Cette justice à vitesse d’escargot a aussi pour effet pervers de pousser le salarié à « accepter une négociation au rabais », à en rabattre, au final, sur les droits légitimes auxquels il aurait pu prétendre devant les prud’hommes. Selon Bernard Augier, « entre la conciliation et le jugement, 40 % des affaires disparaissent, réglées par une autre voie que le jugement, hors de tout contrôle »… « D’une manière générale, la menace d’un contentieux prud’homal est de moins en moins crédible », s’inquiète Isabelle Taraud.
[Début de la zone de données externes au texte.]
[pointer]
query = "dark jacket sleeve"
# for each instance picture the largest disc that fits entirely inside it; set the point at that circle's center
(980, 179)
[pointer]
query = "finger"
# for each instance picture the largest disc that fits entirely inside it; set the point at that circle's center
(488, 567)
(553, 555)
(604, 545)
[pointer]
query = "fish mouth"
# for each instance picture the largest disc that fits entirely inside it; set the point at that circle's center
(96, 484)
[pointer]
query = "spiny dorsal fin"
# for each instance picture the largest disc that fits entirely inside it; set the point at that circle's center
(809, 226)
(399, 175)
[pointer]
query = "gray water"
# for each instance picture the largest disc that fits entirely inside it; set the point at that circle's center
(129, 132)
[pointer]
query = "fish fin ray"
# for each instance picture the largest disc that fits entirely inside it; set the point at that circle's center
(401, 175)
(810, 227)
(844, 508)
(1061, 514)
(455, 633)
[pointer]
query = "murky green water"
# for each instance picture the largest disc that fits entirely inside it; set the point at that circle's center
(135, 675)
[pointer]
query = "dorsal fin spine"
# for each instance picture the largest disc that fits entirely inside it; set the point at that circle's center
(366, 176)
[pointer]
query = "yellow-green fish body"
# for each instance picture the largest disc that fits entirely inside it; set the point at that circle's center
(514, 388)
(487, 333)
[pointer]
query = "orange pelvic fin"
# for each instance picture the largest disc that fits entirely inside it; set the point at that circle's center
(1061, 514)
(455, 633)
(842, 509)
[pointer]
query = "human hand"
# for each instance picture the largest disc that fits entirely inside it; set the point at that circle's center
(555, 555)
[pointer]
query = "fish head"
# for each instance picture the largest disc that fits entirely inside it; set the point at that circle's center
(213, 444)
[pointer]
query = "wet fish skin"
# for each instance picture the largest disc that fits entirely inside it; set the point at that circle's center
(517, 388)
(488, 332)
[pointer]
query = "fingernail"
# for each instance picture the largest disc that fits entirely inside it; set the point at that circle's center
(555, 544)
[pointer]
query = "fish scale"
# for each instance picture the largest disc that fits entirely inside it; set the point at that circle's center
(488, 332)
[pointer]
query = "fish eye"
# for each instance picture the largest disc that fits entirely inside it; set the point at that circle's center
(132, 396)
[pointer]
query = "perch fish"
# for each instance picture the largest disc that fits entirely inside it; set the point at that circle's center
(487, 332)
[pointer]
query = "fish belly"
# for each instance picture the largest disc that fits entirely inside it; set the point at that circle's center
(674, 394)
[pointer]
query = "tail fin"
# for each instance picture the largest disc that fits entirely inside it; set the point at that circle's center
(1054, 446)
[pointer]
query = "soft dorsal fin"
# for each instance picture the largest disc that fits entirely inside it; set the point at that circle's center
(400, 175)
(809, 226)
L’action collective, syndicale, n’en sort pas indemne non plus  : « Allez mobiliser des salariés pour défendre leurs droits quand le contentieux est à ce point difficile  ! »

À plusieurs reprises, déjà, s’appuyant sur la Convention européenne des droits de l’homme qui exige « un délai raisonnable » de jugement, des salariés ont attaqué l’État et obtenu sa condamnation. Mais, fatigués de « se battre chacun de son côté », les avocats militants du SAF ont décidé de « sortir le problème de leurs cabinets ». Le 24 janvier, ils ont déposé ensemble au tribunal de grande instance de Paris les dossiers de 71 salariés assignant l’État pour « délais totalement déraisonnables » et réclamant jusqu’à 30 000 euros de dommages et intérêts. Demain, à 13 heures, sur les marches du Palais de justice de Paris, et en province, avec l’ordre des avocats des barreaux de Bobigny, Versailles et Paris, et les syndicats CGT, FO, Solidaires et Unsa, des rassemblements exigeront « les moyens que la prud’hommie mérite ».